As you might be able to see, the script is first executed by BASH. The line “”””: is both a no-op in BASH and the beginning of a
multi-line comment in Python (the last double quote and colon are ignored as part of the comment).
Since we do an ‘exec’ within BASH on ourself, nothing past the long dash line is executed. When Python takes over, it starts interpreting from the ‘import sys’ line. This approach is clean and simple, allows you to free up slots in your editor, and makes editing your logging directives easier. As in my previous BASH app launcher examples, this will create a log in /var/mobile with the name MyCoolApp.err.log, where MyCoolApp is the name of your app (at least, according to the bundle’s directory name).

An iPhone Toolkit for Python

As I briefly mentioned in the last installment, I am working on a Python toolkit for iPhone app development. The toolkit will do all the PyObjC wrapping for you, and will provide a large number of convenience classes which ease the process of writing your apps. The toolkit will also include a set of scripts which make testing and debugging your code much easier.

A surprising number of iPhone APIs are C-oriented, probably owing to the limited storage and memory of the devices which employ iPhoneOS. These APIs will be offered in their awkward C glory in addition to Python-specific APIs which are much easier to use. The toolkit already contains a Python class for CoreGraphics contexts, and (more or less) most of the API is already covered. The toolkit will strive to create bindings for private frameworks as well (to the extent possible, given the near complete lack of community documentation on them). Why would we not provide them considering Apple has already banned your Python apps from being listed in the app store?

Having log files of your app’s standard output and python errors is great, but having to type a command to print the log or in some way refresh your view of it is tedious. It would be better if we had a view of the output log as it happened.

Initially I tried to create a cradle of sorts for launching Python apps in a “debugging mode”. This mode would detect exceptions and Python crashes and pop into the debug log viewer application I wrote. This MIGHT still be possible, but has so far thwarted my discovery due to the Springboard restrictions listed above. If anyone has more information on how to facilitate this I would love to know.

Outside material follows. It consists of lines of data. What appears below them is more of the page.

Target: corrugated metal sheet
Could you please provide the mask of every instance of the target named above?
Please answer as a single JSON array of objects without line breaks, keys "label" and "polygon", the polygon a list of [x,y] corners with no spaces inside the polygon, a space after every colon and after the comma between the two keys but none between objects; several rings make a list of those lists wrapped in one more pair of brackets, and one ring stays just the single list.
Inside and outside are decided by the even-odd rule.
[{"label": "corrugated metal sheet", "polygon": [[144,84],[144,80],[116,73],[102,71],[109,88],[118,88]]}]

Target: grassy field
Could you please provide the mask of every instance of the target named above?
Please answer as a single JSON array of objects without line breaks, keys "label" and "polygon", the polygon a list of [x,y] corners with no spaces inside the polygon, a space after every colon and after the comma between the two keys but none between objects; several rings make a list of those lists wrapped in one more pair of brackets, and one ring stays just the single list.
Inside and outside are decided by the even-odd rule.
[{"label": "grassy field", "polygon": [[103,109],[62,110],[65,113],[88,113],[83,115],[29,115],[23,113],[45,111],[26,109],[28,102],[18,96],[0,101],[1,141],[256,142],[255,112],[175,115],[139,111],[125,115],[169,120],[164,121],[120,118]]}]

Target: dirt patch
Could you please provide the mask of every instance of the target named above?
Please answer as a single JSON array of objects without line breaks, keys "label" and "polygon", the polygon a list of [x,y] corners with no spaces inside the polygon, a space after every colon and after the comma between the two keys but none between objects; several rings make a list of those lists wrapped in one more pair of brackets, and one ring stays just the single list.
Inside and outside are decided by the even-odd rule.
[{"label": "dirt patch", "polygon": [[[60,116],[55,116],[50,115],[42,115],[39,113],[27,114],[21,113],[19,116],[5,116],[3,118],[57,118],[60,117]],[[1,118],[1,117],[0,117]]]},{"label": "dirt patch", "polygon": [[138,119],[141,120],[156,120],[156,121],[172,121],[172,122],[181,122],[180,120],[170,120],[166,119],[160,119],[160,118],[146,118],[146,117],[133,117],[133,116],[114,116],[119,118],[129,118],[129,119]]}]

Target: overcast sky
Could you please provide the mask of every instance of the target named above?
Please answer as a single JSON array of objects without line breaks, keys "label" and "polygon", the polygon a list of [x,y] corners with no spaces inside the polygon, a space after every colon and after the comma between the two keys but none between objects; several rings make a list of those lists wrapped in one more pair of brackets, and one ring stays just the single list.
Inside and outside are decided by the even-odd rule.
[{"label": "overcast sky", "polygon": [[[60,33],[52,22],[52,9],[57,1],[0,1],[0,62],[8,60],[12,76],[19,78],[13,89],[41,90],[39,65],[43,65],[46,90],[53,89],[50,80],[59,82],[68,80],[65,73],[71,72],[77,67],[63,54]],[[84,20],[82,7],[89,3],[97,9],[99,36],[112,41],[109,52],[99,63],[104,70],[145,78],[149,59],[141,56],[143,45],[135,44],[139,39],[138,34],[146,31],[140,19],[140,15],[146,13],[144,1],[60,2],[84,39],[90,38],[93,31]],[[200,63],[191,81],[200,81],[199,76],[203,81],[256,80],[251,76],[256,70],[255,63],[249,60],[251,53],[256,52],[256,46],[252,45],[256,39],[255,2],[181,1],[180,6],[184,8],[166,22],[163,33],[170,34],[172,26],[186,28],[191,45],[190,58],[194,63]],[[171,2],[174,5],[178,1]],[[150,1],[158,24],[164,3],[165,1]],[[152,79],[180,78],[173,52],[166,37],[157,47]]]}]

It is possible however to have a live view of Python’s output. Like any decent UNIX implementation, iPhoneOS supports named pipes, also known as FIFOs. Named pipes are special files which allow two processes to send data to each other. All we need to do is modify our logging code to write to a FIFO, and at the same time read it from another process.

So one of the scripts included in my new toolkit does just this. Once launched, it clears the screen and starts reading the FIFO. This blocks until your app opens the FIFO for writing. The data is then written to the screen, and when your app quits and closes the file descriptor, the script stops reading the data. Stick it in an infinite while loop and you have an incredibly useful error console. No more printing log files!

Setting up your development environment every time you boot can be tedious. I’ve created a script to do the lifting for you automatically. All tools provided with the toolkit use a unified method of determining if your iPhoneOS device is connected, and allows you to mount it on your own if you please without errors.